Pribiloff margarite

Scientific classification
- Kingdom: Animalia
- Phylum: Mollusca
- Class: Gastropoda
- Subclass: Vetigastropoda
- Order: Trochida
- Family: Margaritidae
- Genus: Margarites
- Species: M. pribiloffensis
- Binomial name: Margarites pribiloffensis (Dall, 1919)

= Margarites pribiloffensis =

- Authority: (Dall, 1919)

Species of gastropod

Margarites pribiloffensis, common name the Pribiloff margarite, is a species of sea snail, a marine gastropod mollusk in the family Margaritidae.

==Description==
The height of the shell attains 8 mm, its diameter 8.5 mm. The small, solid shell has a trochiform shape. It is pale straw color, with a small glassy nucleus and about 5½ subsequent well rounded whorls.
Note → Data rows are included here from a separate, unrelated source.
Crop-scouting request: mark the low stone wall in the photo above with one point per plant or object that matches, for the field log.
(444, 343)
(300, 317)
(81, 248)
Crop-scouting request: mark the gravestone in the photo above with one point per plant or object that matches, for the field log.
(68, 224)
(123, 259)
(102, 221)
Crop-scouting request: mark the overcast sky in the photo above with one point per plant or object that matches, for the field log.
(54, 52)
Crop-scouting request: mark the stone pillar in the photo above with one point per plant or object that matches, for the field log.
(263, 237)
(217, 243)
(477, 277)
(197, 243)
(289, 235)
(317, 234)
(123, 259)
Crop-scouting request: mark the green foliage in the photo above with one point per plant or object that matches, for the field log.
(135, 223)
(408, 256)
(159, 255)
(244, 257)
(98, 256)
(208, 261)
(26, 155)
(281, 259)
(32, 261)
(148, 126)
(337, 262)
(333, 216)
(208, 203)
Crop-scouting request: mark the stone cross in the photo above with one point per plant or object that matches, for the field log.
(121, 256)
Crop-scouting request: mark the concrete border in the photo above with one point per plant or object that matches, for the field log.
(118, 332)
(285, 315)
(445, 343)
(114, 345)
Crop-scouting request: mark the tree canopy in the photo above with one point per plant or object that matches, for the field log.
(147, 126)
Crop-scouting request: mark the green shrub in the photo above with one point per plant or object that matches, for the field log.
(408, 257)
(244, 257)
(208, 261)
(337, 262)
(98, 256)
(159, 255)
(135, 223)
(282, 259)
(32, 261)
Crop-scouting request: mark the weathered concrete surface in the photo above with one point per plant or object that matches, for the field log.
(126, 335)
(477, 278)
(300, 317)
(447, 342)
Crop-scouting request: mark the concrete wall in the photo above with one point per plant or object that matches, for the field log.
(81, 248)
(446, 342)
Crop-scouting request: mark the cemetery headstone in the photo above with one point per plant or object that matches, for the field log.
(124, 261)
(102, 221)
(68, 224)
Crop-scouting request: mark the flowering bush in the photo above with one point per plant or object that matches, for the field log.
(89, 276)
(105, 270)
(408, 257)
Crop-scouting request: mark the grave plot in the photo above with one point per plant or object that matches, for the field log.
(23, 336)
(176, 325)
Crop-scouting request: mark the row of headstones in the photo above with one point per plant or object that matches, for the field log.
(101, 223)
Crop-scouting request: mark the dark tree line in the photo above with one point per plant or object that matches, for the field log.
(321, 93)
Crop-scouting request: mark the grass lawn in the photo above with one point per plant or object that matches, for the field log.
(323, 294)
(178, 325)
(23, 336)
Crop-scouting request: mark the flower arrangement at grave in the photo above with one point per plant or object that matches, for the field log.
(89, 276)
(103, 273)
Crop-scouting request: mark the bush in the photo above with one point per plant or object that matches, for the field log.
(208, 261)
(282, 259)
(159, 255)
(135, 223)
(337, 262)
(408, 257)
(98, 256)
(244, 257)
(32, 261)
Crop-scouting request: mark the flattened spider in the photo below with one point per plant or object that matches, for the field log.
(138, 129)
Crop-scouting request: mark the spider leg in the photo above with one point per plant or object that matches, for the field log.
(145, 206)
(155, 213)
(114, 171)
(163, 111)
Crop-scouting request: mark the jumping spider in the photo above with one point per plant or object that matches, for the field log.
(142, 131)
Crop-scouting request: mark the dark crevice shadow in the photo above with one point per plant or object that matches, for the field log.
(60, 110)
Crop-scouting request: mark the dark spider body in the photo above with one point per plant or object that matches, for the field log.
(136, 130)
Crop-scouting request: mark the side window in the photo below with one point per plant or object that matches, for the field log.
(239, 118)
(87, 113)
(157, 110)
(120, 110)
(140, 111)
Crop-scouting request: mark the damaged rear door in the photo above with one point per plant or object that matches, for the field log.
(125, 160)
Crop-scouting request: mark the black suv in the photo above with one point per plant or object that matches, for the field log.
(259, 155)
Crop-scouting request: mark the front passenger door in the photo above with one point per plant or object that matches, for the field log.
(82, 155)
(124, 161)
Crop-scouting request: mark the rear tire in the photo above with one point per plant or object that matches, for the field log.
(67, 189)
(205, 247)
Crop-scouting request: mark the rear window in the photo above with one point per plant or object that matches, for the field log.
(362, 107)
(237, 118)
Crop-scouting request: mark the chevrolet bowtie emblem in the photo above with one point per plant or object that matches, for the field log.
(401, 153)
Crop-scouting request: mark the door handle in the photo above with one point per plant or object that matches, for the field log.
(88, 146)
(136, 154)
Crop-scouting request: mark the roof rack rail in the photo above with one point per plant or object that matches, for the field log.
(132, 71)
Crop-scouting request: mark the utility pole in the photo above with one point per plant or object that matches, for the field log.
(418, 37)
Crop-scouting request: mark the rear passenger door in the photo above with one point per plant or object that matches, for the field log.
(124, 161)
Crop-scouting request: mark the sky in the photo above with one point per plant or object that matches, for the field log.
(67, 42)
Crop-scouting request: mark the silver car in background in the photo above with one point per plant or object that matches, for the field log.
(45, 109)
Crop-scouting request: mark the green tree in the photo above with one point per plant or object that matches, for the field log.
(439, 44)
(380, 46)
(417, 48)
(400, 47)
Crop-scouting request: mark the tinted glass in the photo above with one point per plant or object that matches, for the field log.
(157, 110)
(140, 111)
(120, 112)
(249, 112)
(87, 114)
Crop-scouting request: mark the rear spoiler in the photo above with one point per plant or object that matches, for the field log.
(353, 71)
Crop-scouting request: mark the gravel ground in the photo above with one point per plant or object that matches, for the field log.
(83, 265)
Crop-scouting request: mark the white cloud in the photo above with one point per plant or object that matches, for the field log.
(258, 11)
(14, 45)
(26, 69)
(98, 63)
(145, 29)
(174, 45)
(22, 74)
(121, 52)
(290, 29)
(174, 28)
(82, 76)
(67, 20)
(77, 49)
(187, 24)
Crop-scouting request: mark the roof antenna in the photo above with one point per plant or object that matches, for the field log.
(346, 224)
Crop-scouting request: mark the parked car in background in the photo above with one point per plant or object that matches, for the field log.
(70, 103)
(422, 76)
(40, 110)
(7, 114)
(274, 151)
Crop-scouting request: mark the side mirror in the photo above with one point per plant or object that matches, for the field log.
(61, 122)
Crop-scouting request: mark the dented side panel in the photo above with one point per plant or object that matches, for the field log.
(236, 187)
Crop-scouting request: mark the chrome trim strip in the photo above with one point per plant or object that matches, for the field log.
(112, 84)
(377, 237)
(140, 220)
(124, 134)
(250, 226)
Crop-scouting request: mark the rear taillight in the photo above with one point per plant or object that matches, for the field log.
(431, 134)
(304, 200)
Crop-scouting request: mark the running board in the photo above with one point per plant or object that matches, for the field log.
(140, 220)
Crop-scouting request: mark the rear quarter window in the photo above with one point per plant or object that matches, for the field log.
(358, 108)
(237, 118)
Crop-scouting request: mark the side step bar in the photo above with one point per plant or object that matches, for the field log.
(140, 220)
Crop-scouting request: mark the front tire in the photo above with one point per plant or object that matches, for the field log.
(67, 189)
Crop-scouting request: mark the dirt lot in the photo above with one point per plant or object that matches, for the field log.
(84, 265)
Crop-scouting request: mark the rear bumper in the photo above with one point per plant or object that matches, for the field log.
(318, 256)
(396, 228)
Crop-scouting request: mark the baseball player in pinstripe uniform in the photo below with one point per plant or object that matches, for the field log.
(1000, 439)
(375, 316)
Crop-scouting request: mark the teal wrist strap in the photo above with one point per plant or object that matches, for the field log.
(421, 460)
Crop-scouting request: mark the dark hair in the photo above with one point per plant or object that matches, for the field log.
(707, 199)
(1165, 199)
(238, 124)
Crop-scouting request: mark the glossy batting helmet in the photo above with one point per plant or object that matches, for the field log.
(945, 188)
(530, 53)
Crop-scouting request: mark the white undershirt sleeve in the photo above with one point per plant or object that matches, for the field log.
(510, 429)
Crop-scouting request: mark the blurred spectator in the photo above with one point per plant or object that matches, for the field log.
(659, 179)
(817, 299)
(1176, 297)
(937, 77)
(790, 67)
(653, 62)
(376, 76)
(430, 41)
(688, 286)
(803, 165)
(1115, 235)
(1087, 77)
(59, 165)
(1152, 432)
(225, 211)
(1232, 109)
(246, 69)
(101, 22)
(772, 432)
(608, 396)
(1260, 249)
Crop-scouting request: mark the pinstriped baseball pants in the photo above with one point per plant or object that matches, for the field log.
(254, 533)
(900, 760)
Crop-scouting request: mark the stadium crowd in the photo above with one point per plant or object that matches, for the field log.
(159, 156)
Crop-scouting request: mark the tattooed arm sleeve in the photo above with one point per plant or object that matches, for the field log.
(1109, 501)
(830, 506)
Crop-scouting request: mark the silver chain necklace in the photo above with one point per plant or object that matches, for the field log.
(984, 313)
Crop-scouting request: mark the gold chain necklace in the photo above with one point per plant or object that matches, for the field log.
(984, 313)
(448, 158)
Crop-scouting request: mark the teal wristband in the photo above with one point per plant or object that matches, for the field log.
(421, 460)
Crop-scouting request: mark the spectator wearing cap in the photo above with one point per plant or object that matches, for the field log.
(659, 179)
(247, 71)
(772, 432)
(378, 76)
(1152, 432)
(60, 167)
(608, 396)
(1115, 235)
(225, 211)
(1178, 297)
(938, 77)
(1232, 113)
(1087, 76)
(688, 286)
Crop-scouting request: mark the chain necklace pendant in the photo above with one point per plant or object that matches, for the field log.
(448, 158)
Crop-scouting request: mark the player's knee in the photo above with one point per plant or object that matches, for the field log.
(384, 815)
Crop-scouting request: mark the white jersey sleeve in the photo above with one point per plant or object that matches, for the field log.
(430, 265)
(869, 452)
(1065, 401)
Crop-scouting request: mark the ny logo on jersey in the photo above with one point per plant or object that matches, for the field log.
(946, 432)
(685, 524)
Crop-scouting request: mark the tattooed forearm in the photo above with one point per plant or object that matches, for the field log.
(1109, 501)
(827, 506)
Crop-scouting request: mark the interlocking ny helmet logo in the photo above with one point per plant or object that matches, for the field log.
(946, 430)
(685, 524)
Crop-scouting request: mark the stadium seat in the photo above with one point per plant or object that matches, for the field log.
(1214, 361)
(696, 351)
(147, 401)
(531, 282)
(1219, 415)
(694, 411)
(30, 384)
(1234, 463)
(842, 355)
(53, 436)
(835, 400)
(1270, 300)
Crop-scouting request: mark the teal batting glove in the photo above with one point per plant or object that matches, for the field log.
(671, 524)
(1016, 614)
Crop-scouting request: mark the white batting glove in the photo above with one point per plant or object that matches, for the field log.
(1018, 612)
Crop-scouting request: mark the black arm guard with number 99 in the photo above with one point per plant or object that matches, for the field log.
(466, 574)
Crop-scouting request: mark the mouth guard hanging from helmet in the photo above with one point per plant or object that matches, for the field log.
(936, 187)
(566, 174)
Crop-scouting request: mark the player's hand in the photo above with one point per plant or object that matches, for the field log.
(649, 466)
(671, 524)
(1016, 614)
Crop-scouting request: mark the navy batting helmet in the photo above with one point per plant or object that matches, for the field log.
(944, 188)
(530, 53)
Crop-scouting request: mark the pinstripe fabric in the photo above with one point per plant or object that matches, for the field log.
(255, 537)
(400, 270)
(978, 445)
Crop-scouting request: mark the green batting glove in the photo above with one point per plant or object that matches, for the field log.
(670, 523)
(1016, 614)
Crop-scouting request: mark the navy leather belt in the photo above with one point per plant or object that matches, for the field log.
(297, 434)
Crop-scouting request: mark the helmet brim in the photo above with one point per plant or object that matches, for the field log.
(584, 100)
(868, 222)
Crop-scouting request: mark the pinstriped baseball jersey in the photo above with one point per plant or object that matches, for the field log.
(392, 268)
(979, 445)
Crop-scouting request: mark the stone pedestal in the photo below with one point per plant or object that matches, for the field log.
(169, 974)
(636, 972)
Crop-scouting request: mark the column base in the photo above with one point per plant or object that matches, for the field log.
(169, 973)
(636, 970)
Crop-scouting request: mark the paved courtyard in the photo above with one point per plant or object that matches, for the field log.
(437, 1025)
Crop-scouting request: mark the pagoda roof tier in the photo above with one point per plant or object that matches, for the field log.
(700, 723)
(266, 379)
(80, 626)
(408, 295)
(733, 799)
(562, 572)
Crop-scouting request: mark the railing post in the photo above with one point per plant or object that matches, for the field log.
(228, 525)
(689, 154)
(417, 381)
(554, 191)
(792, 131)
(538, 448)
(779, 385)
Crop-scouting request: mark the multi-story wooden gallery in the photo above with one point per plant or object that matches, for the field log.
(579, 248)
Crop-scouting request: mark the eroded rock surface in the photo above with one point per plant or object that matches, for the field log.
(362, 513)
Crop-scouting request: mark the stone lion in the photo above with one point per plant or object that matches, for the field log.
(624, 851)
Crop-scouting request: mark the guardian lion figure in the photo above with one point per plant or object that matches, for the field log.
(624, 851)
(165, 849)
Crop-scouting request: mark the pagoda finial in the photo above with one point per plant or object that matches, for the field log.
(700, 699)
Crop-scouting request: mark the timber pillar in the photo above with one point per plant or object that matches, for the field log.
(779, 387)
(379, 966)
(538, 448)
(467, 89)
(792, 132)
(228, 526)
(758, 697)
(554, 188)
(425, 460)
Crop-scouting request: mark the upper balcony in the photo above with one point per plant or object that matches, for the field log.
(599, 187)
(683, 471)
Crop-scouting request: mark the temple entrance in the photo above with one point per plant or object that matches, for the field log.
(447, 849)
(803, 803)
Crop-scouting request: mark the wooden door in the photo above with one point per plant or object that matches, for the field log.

The suture is distinct, and slightly appressed. The surface is dull, with fine incremental lines crossed by extremely fine spiral striae. The base is well rounded with a deep, not funicular umbilicus. The simple aperture is rounded. The outer lip produced at the suture and united with the columella by a thin glaze of enamel over the body. The inner lip is a little thickened, not reflected. The operculum is brownish with eight or more turns.

==Distribution==
This species occurs in arctic waters.